Derek W. Black, a professor of law at the University of South Carolina, said that eliminating diversity, equity, and inclusion offices could make it more difficult for public colleges to comply with federal laws prohibiting race and sex discrimination in federally funded programs. States have an obligation to prevent and remedy racially and sexually hostile environments, Black said, so eliminating diversity offices at public colleges could remove a key tool for achieving those goals. That, in turn, could make it more difficult for institutions to defend themselves against future claims of discrimination, Black said. And if a university created a diversity, equity, and inclusion office in response to a past complaint, eliminating the office could put the institution in breach of a previous agreement to remedy the problem.
Black said that another legal question is: Who in a state has ultimate authority over the public colleges? In a few states, a board of education, for example, may have authority over certain aspects of higher education, rather than a state legislature.
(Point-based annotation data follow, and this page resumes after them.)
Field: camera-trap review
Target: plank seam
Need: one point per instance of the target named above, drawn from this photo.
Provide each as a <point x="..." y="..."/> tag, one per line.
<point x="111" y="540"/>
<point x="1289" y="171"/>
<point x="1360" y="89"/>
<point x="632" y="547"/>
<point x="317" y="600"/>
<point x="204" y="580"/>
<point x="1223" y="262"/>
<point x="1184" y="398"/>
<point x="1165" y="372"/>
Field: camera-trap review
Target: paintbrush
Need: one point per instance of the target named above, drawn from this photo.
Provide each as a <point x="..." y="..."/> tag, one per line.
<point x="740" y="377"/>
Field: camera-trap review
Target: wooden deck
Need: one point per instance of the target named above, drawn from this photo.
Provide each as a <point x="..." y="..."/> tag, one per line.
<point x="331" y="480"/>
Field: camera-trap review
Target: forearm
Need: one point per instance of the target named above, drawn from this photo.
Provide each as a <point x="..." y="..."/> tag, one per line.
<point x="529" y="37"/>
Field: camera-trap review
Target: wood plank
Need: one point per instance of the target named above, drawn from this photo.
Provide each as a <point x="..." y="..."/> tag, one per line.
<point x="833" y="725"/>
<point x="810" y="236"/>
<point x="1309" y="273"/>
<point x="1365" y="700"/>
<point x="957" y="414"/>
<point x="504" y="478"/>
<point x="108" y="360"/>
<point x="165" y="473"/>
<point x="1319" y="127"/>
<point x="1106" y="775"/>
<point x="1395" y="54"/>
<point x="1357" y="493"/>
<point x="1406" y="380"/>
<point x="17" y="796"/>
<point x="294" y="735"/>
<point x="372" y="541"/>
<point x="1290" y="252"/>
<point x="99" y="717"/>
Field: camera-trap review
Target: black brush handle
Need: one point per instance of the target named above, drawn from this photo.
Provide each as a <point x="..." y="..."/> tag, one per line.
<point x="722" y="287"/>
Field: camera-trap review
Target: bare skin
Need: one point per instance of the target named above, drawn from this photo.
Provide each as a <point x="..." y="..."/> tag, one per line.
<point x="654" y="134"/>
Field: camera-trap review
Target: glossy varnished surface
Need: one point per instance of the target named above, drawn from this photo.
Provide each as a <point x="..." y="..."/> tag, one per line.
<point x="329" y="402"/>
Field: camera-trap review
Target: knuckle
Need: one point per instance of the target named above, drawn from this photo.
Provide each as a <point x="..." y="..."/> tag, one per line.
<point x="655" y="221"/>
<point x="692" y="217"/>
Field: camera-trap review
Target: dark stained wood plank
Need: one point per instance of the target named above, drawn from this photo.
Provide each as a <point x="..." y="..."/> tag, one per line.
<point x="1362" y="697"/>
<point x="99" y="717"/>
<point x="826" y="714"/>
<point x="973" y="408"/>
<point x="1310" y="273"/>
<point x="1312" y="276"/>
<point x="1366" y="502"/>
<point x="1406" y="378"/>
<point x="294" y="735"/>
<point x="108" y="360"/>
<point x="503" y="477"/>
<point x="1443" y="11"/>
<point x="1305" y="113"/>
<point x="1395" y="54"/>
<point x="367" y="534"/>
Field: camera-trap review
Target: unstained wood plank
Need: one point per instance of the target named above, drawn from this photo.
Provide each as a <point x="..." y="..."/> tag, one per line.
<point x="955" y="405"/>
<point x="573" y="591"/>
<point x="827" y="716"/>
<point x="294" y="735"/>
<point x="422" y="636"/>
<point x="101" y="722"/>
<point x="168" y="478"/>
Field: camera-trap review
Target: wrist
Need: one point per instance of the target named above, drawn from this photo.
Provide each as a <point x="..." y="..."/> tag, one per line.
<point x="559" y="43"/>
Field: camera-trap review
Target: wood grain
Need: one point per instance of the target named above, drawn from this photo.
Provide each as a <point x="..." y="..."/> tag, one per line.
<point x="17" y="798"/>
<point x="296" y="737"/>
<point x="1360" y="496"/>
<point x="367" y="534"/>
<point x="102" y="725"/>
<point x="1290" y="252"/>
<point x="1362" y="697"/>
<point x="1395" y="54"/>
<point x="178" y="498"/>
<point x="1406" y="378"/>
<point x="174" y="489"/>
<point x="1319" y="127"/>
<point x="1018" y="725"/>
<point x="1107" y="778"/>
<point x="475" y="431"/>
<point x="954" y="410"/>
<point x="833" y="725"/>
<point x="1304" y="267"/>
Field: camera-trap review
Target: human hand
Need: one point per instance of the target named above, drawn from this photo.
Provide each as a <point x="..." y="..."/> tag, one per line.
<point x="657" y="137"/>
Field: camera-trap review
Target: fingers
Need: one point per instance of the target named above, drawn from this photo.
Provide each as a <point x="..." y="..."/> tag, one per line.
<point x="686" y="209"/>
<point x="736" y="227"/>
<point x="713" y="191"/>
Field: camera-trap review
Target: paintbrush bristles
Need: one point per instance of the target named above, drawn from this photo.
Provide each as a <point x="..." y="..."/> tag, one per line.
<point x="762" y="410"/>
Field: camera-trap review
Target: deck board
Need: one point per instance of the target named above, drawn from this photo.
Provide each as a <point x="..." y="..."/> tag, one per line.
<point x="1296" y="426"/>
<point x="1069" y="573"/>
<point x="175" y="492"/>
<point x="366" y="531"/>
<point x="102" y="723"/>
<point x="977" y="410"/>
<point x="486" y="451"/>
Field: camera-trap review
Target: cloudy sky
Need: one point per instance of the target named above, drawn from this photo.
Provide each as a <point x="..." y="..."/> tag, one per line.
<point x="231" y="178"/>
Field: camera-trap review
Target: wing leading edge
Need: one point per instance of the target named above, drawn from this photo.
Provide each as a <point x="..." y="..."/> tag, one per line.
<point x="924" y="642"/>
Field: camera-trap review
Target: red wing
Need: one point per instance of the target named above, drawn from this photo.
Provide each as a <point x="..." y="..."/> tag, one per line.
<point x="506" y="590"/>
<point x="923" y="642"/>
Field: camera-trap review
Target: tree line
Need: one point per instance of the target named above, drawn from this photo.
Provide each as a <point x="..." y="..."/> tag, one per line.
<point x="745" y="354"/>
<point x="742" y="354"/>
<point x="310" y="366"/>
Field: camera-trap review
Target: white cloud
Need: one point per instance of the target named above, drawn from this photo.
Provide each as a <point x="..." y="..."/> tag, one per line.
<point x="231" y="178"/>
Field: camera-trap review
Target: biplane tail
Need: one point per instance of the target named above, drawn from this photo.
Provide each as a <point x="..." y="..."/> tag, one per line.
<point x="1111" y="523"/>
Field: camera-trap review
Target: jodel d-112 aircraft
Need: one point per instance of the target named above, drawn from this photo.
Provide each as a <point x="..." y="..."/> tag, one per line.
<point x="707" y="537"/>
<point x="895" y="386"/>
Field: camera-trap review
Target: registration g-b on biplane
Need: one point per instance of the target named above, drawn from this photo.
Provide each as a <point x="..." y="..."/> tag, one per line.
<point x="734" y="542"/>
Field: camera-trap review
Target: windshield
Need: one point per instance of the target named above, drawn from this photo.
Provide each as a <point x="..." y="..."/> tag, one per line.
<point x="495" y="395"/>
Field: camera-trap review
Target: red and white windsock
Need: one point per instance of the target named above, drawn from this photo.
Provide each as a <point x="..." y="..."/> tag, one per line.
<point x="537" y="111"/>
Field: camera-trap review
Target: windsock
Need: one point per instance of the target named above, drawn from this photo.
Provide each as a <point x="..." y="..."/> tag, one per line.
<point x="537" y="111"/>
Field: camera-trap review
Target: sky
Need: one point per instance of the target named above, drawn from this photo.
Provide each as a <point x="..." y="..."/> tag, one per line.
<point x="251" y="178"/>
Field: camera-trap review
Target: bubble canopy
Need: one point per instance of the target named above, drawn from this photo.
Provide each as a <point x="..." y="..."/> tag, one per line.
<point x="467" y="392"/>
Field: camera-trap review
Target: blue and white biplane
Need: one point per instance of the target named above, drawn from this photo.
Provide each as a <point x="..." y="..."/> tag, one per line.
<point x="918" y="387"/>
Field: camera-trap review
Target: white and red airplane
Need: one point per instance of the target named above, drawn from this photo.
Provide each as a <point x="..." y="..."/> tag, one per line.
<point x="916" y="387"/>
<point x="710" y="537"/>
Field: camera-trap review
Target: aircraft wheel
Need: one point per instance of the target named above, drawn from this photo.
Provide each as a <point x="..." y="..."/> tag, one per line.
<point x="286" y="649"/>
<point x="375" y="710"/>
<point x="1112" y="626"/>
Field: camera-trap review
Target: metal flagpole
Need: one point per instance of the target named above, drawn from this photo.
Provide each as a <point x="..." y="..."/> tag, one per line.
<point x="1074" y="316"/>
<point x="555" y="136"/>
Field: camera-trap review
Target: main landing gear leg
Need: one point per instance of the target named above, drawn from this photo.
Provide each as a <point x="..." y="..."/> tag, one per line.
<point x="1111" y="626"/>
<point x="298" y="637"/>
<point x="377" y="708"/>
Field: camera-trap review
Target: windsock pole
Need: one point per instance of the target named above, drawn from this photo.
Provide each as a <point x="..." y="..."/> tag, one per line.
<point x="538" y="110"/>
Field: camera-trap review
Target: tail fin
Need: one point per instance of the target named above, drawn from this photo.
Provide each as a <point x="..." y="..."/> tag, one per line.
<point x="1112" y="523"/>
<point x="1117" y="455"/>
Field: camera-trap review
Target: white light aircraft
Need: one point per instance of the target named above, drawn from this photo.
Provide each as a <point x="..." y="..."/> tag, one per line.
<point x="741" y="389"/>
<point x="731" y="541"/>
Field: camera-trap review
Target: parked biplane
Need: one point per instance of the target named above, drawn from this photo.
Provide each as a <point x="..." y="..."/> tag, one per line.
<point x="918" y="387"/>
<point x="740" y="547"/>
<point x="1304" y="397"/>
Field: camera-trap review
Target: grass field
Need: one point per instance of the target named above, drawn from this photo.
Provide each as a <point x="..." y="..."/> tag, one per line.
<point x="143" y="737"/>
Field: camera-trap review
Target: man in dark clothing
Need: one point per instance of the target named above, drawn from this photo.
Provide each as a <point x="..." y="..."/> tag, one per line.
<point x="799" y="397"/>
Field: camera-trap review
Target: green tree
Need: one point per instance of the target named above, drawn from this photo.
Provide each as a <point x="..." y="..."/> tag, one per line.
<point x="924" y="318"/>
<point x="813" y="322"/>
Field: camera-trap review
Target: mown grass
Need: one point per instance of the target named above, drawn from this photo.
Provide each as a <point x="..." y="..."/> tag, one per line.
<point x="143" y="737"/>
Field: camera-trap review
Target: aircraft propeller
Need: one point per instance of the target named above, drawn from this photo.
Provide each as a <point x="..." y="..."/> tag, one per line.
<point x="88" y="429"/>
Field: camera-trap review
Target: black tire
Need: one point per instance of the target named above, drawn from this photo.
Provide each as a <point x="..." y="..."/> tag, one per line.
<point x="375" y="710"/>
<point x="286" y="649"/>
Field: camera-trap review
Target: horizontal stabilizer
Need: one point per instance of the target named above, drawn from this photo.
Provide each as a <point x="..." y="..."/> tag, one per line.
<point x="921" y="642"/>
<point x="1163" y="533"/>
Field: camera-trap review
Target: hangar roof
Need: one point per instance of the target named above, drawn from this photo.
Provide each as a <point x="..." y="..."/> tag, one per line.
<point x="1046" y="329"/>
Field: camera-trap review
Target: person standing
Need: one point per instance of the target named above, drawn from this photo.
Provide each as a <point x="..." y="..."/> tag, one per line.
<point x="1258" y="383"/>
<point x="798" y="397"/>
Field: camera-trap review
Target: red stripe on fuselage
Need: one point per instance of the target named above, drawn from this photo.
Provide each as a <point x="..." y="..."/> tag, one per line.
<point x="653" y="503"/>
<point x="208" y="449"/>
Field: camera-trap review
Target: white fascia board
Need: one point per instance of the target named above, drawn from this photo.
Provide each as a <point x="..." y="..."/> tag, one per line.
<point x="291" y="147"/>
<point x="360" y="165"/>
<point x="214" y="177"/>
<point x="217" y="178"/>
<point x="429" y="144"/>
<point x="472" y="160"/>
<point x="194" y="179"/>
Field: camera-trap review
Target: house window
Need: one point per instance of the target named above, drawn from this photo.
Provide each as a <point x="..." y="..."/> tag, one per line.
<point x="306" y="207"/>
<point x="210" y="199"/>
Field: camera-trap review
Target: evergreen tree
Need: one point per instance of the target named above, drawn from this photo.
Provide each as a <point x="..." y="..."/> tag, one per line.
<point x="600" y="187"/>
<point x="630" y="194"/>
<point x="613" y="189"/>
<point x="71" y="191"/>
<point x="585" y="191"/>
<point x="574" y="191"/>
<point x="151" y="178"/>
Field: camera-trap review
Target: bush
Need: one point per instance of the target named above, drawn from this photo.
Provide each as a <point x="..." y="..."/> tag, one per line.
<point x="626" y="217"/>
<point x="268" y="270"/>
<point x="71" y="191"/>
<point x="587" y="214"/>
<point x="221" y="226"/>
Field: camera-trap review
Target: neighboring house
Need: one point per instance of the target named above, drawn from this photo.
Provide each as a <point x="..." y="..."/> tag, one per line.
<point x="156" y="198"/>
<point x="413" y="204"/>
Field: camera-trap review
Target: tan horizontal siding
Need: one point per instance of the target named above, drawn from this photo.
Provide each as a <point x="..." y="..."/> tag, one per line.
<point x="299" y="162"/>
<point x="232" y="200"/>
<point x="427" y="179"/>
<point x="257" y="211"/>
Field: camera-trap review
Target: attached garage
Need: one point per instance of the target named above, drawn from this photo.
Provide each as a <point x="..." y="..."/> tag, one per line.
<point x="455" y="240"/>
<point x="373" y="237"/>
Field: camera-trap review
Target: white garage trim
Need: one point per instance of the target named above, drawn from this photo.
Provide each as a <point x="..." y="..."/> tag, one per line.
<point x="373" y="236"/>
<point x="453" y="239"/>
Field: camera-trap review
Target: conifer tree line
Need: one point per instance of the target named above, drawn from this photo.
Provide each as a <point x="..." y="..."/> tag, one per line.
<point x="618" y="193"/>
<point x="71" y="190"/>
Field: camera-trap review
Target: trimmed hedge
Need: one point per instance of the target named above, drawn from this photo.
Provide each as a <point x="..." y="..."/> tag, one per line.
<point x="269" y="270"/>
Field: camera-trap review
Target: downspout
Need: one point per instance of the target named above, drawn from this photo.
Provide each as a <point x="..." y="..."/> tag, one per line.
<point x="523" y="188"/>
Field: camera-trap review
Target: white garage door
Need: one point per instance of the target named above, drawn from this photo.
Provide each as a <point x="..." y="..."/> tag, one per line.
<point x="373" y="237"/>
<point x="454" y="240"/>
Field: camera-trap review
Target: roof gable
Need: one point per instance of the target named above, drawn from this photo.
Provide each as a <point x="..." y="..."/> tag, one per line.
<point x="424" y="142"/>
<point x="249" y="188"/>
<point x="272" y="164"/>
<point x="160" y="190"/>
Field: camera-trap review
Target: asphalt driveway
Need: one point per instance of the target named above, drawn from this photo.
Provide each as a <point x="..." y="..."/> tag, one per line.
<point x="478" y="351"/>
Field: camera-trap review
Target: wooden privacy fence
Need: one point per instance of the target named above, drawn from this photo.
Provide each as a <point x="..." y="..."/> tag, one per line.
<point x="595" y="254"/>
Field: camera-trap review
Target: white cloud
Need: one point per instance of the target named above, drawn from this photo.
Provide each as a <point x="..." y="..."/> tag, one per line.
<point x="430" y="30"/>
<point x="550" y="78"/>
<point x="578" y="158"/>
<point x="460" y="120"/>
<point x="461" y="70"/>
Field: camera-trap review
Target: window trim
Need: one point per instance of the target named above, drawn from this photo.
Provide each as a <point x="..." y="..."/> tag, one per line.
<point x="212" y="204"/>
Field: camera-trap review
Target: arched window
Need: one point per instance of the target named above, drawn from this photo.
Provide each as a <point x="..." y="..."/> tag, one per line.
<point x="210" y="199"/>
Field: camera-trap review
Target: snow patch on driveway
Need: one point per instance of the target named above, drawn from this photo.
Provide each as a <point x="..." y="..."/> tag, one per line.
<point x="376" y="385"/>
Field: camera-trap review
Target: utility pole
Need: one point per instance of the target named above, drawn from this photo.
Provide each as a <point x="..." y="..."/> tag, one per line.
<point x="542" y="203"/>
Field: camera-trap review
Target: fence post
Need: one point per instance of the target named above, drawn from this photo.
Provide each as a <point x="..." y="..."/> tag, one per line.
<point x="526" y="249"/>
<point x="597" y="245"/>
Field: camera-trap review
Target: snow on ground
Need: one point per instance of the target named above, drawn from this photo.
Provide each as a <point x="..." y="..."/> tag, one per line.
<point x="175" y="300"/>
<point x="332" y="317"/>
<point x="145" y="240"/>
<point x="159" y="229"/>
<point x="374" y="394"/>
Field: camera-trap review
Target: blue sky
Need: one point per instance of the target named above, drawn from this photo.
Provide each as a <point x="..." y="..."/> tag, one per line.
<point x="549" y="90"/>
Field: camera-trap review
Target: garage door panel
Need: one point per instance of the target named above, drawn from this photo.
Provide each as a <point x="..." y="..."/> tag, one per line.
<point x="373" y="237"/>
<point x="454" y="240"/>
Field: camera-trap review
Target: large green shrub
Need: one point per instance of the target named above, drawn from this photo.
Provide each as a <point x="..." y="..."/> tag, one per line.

Ilya Shapiro, a senior fellow at the Manhattan Institute, who was among the authors of model state legislation unveiled recently that would target several kinds of diversity, equity, and inclusion efforts at public colleges, said that the model legislation does not infringe on academic freedom because it does not affect what professors can say in classrooms, for example. “We are not addressing at all what curriculum, what professors are teaching, what anyone says inside the classroom,” Shapiro said. “This is about the extra educational part, the bureaucrats who are enforcing this kind of ideology, that I think is a detriment to the traditional mission of higher education to educate and seek truth and discover knowledge.”
Not everyone agrees with that interpretation. Sarah Hinger, a staff attorney with the American Civil Liberties Union’s Racial Justice Program, said that targeted efforts to exclude programs that fall under diversity, equity, and inclusion are “an effort to constrain the types of conversations and ideas and dialogues that happen on campuses.”
The U.S. Department of Education recently published a fact sheet defending diversity, equity, and inclusion training and other activities, explaining that they are generally consistent with the Title VI of Civil Rights Act of 1964, which prohibits discrimination based on race, color, or national origin in the programs of recipients of federal funding. According to the fact sheet, Title VI does not categorically prohibit activities such as diversity, equity, and inclusion training, instruction on the impact of racism, and cultural competency training. The fact sheet notes that colleges have adopted diversity, equity, and inclusion activities to remedy potential discrimination and foster a more positive and inclusive environment, for example.
Hinger said that diversity, equity, and inclusion programs “were established, in large part, to address the historical exclusion and the ongoing marginalization of students of color and others, and out of a recognition that it was necessary to provide these types of programs in order for students to be adequately included and involved in campus life.” The targeted removal of diversity, equity, and inclusion efforts at public colleges would raise concerns, Hinger said, and send “a really clear message about who belongs.”
Likewise, Antonio L. Ingram II, an assistant counsel at the NAACP Legal Defense and Educational Fund, said diversity, equity, and inclusion efforts came about because many colleges “engaged in state-sanctioned discrimination on the basis of race or gender in their histories.” Diversity, equity, and inclusion activities are colleges’ attempts to creative inclusive practices that create belonging for all students.
Limiting those efforts, Ingram said, is “trying to hamstring institutions to remedy past harms” and create more inclusive colleges.
Perhaps not surprisingly, conservative supporters of the new measures say they are designed to pass legal muster.
Shapiro said that while the legislation will have to be tailored to individual states, he does not anticipate any potential challenges in terms of federal law.
The model legislation specifically exempts offices staffed by lawyers with the sole mission of ensuring legal compliance with federal laws, including Title IX, the Americans With Disabilities Act, the Age Discrimination in Employment Act, and the Civil Rights Act.
“This is not pushing back on that at all.” Instead, he said, the model legislation is intended to address diversity administrators’ “indoctrination function.”